By LUKE A. POWERY, Dean, Duke University Chapel
Soon after my arrival at Duke in 2012, I was given a piece of stone that had fallen from the ceiling of Duke Chapel. Fortunately, no one was hurt in the incident, but it would have a major impact on the first four years of my tenure, as an inspection of the ceiling led to a historic restoration that required the chapel to be closed for the 2015-2016 academic year. It was an early lesson for me in what Duke Chapel is made of: a providential combination of people and stones, or “living stones.”
The story goes back to April of 1925, when James Buchanan Duke was walking through a forest with his friend and president of Trinity College, William Preston Few. Mr. Duke paused at the highest point of the land and decided that the chapel should stand there at the center of the university’s new campus.
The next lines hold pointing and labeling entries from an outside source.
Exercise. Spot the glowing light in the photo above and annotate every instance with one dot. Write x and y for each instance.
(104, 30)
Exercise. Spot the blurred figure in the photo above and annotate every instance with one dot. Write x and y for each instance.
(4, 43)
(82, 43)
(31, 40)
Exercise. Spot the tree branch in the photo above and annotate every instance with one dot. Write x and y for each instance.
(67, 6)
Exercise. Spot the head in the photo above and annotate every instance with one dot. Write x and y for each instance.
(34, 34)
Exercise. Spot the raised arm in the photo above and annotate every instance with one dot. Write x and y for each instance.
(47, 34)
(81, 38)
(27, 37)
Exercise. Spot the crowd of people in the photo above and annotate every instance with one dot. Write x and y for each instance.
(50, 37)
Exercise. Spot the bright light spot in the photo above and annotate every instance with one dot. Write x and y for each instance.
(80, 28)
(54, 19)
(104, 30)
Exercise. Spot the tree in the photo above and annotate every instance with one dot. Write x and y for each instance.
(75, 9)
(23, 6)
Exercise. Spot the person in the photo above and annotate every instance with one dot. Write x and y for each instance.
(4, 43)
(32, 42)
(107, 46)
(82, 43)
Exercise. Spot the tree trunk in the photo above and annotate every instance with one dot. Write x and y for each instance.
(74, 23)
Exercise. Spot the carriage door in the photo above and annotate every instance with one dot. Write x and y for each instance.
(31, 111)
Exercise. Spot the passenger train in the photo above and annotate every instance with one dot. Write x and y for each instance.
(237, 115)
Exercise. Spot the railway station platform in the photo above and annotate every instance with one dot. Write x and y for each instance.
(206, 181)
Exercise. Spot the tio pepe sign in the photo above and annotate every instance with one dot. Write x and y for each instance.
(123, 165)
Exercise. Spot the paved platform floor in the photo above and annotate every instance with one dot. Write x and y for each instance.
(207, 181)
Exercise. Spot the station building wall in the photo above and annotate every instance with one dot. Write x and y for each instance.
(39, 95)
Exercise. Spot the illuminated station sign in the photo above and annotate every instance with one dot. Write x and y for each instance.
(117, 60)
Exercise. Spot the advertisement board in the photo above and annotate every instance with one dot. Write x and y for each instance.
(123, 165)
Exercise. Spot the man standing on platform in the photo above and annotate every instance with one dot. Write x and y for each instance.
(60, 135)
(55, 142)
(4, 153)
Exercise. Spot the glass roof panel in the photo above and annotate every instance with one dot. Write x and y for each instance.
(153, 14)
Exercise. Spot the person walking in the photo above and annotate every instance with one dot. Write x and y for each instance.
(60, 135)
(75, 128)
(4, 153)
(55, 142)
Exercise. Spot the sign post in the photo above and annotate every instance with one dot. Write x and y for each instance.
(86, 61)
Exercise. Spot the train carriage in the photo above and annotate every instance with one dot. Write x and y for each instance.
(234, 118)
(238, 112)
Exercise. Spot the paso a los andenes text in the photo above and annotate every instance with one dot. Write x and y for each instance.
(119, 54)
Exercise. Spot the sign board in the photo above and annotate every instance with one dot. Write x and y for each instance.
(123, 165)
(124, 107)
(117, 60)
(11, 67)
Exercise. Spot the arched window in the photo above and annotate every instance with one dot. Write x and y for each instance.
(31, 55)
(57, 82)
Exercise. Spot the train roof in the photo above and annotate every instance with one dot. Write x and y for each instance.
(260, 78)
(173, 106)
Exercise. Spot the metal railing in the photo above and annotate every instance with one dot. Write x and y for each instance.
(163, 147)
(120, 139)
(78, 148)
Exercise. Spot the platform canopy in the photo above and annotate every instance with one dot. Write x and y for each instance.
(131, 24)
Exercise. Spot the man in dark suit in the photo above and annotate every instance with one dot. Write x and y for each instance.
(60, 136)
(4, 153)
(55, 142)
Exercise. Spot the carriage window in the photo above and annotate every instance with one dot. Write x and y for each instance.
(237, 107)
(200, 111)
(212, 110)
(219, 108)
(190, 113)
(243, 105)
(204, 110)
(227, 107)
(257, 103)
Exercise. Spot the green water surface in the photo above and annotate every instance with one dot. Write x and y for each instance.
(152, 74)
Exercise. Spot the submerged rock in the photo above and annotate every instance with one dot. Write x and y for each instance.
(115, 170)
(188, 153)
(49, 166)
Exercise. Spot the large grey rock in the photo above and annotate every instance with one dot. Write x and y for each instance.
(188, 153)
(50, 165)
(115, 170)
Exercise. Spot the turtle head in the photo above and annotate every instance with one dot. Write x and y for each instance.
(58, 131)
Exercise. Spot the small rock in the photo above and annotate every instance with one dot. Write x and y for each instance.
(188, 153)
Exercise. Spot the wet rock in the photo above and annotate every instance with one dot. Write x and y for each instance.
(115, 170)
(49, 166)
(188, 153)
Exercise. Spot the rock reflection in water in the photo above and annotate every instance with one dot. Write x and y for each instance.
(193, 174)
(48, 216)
He said, “I want the central building to be a great towering church which will dominate all of the surrounding buildings, because such an edifice would be bound to have a profound influence on the spiritual life of the young men and women who come here.”
The next person to give shape to Duke Chapel was Julian Abele, a renowned Black architect whose creative mind gave us the plans for the chapel and the rest of West Campus during a time of legalized segregation. Abele died before I was born, but in a way, you could say that I was introduced to him early in my time at Duke. The day after my installation as dean of the chapel, Oscar Dantzler, the longtime university housekeeper for the chapel, came to my office with a framed, black-and-white photo of Abele. Oscar presented the photo to me, saying he had it hanging in his custodial closet for many years but now he could pass it on to me. I could sense that I was being entrusted as a steward of the stones Abele had designed and Oscar has cared for.
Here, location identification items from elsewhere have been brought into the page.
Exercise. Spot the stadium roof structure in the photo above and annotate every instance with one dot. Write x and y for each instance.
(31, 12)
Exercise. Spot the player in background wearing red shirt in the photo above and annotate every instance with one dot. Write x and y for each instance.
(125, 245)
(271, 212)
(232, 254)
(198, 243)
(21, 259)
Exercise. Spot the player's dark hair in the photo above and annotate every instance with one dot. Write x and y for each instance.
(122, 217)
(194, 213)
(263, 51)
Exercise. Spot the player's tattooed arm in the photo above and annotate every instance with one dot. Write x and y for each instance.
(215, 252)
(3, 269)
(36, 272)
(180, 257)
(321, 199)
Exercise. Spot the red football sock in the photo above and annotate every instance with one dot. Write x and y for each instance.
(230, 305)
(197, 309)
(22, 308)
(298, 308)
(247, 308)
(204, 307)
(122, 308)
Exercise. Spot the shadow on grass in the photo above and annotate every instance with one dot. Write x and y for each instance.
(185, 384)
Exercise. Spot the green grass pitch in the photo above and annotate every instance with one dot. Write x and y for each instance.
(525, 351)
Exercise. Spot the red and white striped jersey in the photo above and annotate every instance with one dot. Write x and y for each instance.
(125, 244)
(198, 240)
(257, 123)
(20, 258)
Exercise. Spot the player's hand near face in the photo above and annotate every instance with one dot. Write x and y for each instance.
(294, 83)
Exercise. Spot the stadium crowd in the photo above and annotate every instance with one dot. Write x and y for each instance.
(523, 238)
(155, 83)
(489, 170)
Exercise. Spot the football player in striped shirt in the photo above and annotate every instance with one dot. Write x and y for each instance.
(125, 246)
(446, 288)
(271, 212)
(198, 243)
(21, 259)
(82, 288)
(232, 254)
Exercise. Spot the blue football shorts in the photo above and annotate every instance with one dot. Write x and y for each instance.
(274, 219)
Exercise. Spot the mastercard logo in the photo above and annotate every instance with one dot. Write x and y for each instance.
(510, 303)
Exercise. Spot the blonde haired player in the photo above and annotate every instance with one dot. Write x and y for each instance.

Another photo in my office is of my family with the great writer Maya Angelou. For more than 20 years, she addressed Duke first-year students during Opening Convocation in the chapel with her warmth and insight. One of her sayings sticks with me: “When people show you who they are, believe them.” Wise words like those have echoed in the chapel since it was first used in 1932 and formally dedicated in 1935 “to the glory of the Creator and the relief of man’s estate.”
In a sermon in 1979 at Duke Chapel, the late theologian Howard Thurman described how the human condition can be illustrated by the chapel’s Gothic arches. He said, “I am a creature, locked in the earth as the pillars of the arch” and yet there is “something deep at my center that reaches into infinity like the sweep of the Gothic arch.” Indeed, the chapel has many examples of this intersection of the divine and the earthly, of “living stones”: the sounds of George Frideric Handel’s “Messiah” resounding from the chapel walls, the late university carillonneur J. Samuel Hammond, who made music with the chapel bells for fifty years, the silent prayers of people visiting friends and family in Duke Hospital, the countless graduation photos taken on the chapel steps.
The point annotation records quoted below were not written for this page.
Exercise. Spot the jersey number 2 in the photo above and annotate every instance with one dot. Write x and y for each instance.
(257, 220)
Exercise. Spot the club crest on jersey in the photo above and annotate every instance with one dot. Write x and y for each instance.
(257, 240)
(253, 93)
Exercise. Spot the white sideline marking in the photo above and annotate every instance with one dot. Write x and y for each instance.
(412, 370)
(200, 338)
Those of us who celebrate, sing, pray, preach and make music at the chapel these days are stewards of its stones as well as its living traditions. It has a rich past, but also a vibrant present and hopeful future, focused as much on what goes on inside its walls as its outward impact on the rest of campus, the Durham community, and beyond. This came into focus for me on the final Sunday service before the chapel would close for a year of restoration work prompted by that falling piece of stone. That morning, I preached a sermon titled “The Great Loving Church” in which I asked, “Wouldn’t it be something if we were not only known as the ‘great towering church’ but also known as the great loving church?”
That is still my question, my prayer, and my vision for Duke Chapel. May the future of Duke Chapel be a campus community known as much for the quiet gestures of kindness by its people as for the majestic sweep of its stones. Built with living stones, may it be a place with deep roots of faith for the flourishing of all human beings in hope and love.